Анна: Три месяца. Я жила в Москве в часе езды от Центра трансплантологии, чтобы, как только появится донор, выехать на операцию. Ведь легкое живет совсем недолго, не более двенадцати часов, и нужно успеть его пересадить. Сейчас на приезд в больницу врачи дают около двух часов.
— Какие факторы должны совпасть, чтобы легкое подошло для пересадки?

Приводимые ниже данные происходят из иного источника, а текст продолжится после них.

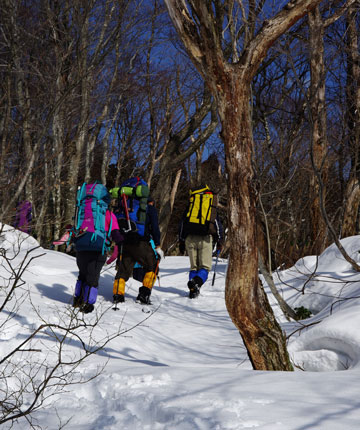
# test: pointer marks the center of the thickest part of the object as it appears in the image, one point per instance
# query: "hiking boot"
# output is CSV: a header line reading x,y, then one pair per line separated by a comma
x,y
194,288
118,298
144,295
77,302
87,308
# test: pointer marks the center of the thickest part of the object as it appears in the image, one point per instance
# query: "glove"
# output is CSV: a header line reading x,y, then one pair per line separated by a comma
x,y
160,252
182,248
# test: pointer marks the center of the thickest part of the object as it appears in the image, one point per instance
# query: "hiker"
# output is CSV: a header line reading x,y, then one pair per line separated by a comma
x,y
152,231
95,227
199,228
138,222
23,216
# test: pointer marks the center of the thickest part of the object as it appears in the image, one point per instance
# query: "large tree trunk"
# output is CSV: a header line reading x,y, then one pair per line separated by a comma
x,y
318,130
246,300
352,197
202,28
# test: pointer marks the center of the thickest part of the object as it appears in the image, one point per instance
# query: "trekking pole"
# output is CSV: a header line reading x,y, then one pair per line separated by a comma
x,y
120,258
217,256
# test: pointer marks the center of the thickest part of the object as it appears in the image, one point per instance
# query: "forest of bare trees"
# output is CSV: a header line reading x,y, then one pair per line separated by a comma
x,y
259,98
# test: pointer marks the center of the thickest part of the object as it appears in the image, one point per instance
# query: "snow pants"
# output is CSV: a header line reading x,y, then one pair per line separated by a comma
x,y
140,252
199,249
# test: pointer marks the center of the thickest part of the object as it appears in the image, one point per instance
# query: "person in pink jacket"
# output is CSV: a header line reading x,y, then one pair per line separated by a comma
x,y
90,258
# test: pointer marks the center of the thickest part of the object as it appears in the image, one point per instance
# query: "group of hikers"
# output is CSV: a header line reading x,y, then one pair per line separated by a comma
x,y
127,217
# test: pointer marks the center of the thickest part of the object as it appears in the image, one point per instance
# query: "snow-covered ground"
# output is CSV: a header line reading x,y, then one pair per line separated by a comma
x,y
183,366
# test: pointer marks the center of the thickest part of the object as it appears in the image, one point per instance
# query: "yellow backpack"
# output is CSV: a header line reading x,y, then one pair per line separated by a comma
x,y
201,212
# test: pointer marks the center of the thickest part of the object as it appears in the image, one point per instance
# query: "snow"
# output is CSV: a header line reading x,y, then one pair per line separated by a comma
x,y
183,366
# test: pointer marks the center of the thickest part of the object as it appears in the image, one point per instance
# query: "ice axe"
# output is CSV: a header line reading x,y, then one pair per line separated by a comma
x,y
217,256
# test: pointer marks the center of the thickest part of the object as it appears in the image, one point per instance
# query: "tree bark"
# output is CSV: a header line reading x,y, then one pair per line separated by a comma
x,y
318,129
201,32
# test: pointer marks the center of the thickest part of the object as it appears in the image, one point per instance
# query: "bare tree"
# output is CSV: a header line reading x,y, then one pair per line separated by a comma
x,y
228,70
39,370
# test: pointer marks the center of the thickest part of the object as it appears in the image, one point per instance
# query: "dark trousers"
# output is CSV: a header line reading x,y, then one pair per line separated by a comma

Анна: Требования к легочной трансплантации очень высокие. Например, жертвы криминала или погибшие в автомобильной катастрофе никогда не станут донорами из-за аспирации секрета в дыхательные пути при ударе. Легкие человека, который умер дома, тоже не пересадят реципиенту. Донор должен скончаться в больнице, причем в той, у которой есть лицензия на изъятие органов.
Оксана: Потом необходимо максимально полное соответствие по антигенам для предотвращения отторжения легкого организмом реципиента. Кроме того, у донора должен умереть мозг, но не сердце. Врачам приходится поддерживать кровоток в легком при отсутствии его в сосудах мозга — при поступлении крови в предварительно отмытые донорские легкие может наступить шок. Как говорят врачи, «возгорание пламени на белом фоне».
Ну и еще один нюанс. Пока реципиента готовят к пересадке, органы просматривают. И если находят гематому или мелкие опухоли, то операцию отменяют. Были случаи, когда человека успевали усыпить на операционном столе, а потом будили и говорили: «Простите, но сегодня пересадки не будет. Придется подождать следующего раза».
Анна: Со мной так и произошло! Первую трансплантацию отменили, потому что в легких, которые готовили к пересадке, нашли гематому. Так что я уехала домой ни с чем.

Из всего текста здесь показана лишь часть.